Serum concentrations of MMP-9 (A), MPO (B), TNF-α (C), CXCL8/IL-8 (D), IL-33 (E), IL-6 (F), IL-10 (G) and IFN-γ (H) in OFG patients (green bars) and HDs (white bars) were measured by ELISA. Results were expressed as mean ± SD. All the experiments were run in duplicate. *p < 0.05. Student’s t test or Mann-Whitney U test according to the parametric or nonparametric distribution of the variables.

Figure 4

Serum levels of NET biomarkers, MPO-DNA Complex (A) and CitH3 (B) in OFG patients (green bars) and HDs (white bars) were measured by two different ELISA assays.
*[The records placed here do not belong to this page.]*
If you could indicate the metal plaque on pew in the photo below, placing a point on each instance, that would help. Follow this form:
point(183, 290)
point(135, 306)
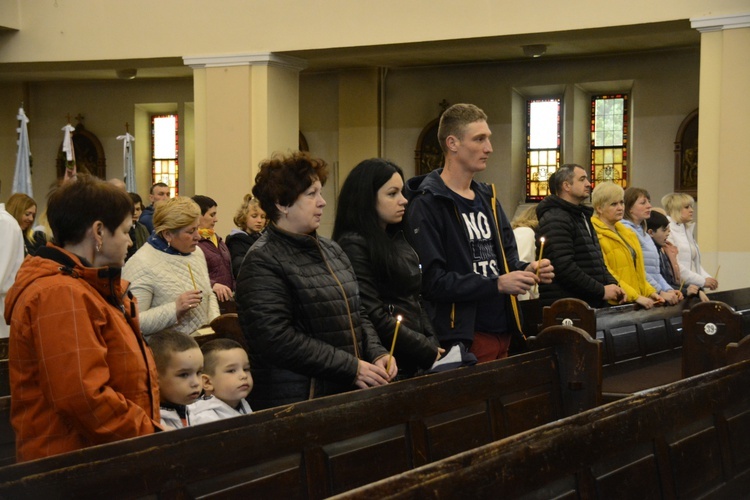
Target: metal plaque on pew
point(707, 329)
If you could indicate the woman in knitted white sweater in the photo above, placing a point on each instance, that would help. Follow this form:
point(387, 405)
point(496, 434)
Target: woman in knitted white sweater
point(169, 276)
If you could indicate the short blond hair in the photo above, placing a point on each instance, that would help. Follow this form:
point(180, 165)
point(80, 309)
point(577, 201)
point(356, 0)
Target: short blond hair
point(455, 119)
point(175, 213)
point(606, 193)
point(248, 203)
point(673, 203)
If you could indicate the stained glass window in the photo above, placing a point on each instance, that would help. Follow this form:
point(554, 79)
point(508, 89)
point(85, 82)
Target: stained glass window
point(609, 139)
point(164, 152)
point(542, 146)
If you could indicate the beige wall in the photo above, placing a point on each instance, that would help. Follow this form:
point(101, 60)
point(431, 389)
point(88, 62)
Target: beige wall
point(51, 30)
point(664, 91)
point(106, 106)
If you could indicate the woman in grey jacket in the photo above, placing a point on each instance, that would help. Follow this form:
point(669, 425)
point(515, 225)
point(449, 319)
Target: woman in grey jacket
point(298, 299)
point(637, 211)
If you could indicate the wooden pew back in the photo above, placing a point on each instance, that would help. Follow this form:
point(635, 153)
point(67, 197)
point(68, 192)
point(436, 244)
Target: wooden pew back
point(689, 439)
point(321, 447)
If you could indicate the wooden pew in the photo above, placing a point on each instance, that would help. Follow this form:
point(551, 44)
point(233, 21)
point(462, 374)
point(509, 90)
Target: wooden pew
point(644, 348)
point(224, 326)
point(326, 446)
point(689, 439)
point(708, 328)
point(641, 348)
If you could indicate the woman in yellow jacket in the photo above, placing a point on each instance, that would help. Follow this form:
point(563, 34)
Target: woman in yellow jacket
point(620, 246)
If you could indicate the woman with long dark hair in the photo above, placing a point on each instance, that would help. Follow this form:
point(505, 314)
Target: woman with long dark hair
point(370, 227)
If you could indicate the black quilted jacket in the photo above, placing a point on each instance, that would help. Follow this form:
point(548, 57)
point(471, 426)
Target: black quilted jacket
point(299, 308)
point(573, 248)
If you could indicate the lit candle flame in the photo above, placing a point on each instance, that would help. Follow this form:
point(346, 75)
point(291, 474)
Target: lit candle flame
point(393, 344)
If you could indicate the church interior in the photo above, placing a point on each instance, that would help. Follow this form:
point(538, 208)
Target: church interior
point(352, 80)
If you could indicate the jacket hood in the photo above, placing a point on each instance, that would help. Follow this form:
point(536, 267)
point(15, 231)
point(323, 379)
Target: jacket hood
point(52, 260)
point(432, 183)
point(554, 201)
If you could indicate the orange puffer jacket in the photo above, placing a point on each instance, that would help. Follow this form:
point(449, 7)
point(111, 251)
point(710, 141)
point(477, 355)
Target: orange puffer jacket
point(80, 371)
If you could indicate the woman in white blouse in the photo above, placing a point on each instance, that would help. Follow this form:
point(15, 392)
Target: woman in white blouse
point(169, 276)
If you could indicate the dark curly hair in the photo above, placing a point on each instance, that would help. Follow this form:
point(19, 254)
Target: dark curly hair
point(283, 177)
point(77, 204)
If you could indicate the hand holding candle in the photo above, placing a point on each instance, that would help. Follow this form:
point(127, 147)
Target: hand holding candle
point(192, 278)
point(393, 344)
point(541, 251)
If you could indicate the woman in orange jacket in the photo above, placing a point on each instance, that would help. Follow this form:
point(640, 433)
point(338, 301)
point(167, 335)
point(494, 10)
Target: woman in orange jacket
point(80, 371)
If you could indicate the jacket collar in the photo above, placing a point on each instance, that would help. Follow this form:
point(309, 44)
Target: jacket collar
point(301, 240)
point(106, 280)
point(554, 201)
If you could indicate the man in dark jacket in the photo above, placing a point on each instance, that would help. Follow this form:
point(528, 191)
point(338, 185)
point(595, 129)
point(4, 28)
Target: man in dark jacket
point(471, 269)
point(572, 245)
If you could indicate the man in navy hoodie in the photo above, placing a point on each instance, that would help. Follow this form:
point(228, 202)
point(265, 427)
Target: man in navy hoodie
point(471, 269)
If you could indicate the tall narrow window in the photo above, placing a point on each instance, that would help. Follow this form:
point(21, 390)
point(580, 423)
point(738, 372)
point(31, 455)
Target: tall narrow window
point(609, 138)
point(542, 146)
point(164, 152)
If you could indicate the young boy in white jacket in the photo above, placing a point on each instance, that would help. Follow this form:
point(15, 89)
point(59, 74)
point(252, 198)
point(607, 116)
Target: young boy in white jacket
point(226, 382)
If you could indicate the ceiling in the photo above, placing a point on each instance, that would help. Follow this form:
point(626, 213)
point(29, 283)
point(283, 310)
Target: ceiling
point(564, 44)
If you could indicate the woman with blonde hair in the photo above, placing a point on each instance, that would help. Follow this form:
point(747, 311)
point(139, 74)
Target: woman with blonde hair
point(524, 229)
point(620, 246)
point(251, 220)
point(169, 275)
point(637, 213)
point(680, 208)
point(23, 208)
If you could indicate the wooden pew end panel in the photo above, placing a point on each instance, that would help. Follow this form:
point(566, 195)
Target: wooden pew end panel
point(580, 364)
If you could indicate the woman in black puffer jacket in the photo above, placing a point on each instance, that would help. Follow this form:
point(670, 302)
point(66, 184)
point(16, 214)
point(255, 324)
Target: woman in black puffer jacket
point(298, 298)
point(370, 228)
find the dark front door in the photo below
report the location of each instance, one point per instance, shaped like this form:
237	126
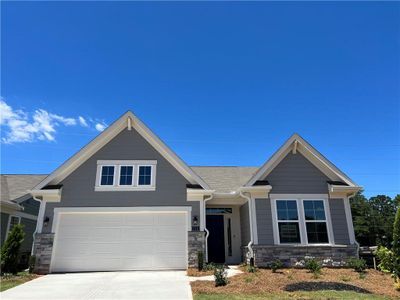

Results were expressed as mean ± SD. All the experiments were run in duplicate. *p < 0.05. Student’s t test or Mann-Whitney U test according to the parametric or nonparametric distribution of the variables.

Figure 5

(A-C) PMNs (1.5 x 10⁵ cells) from peripheral blood of OFG patients (green bars) and HDs (white bars) were stimulated with complete medium, LPS (100 ng/mL) (A), fMLP (1 µM) (B) or PMA (10 ng/mL) (C) for 1h at +37°C with 5% CO₂, then stained for the neutrophil activation marker CD62L (A-C) and subjected to cytofluorimetric analysis. Results were expressed as mean ± SD. *p < 0.05. (D-F) PMNs (2 × 10⁶ cells) from peripheral blood of OFG patients (green line) and HDs (black line) were incubated (30 min, +37°C) with 2’,7’-dichlorodihydrofluorescein diacetate (H₂DCFDA, 10 µM), washed with PBS and then stimulated with complete medium, LPS (100 ng/mL) (D), fMLP (1 µM) (E) or PMA (10 ng/mL) (F). Immediately after stimulation, PMNs were seeded in 96-well microplate (2 × 10⁵ cells/well) and were analyzed with a multimode microplate reader (EnSpire Multimode Plate reader, PerkinElmer), DCF fluorescence was measured for 30 min at 2 min intervals. The results were expressed as Relative Fluorescence Unit (RFU) and percentage increase versus time 0 (mean ± SD); All the experiments were run in duplicate. *p < 0.05; **p < 0.01.

Figure 6

Graphical summary showing the differential activation of PMNs and monocytes of OFG patients and HDs under bacterial stimulation.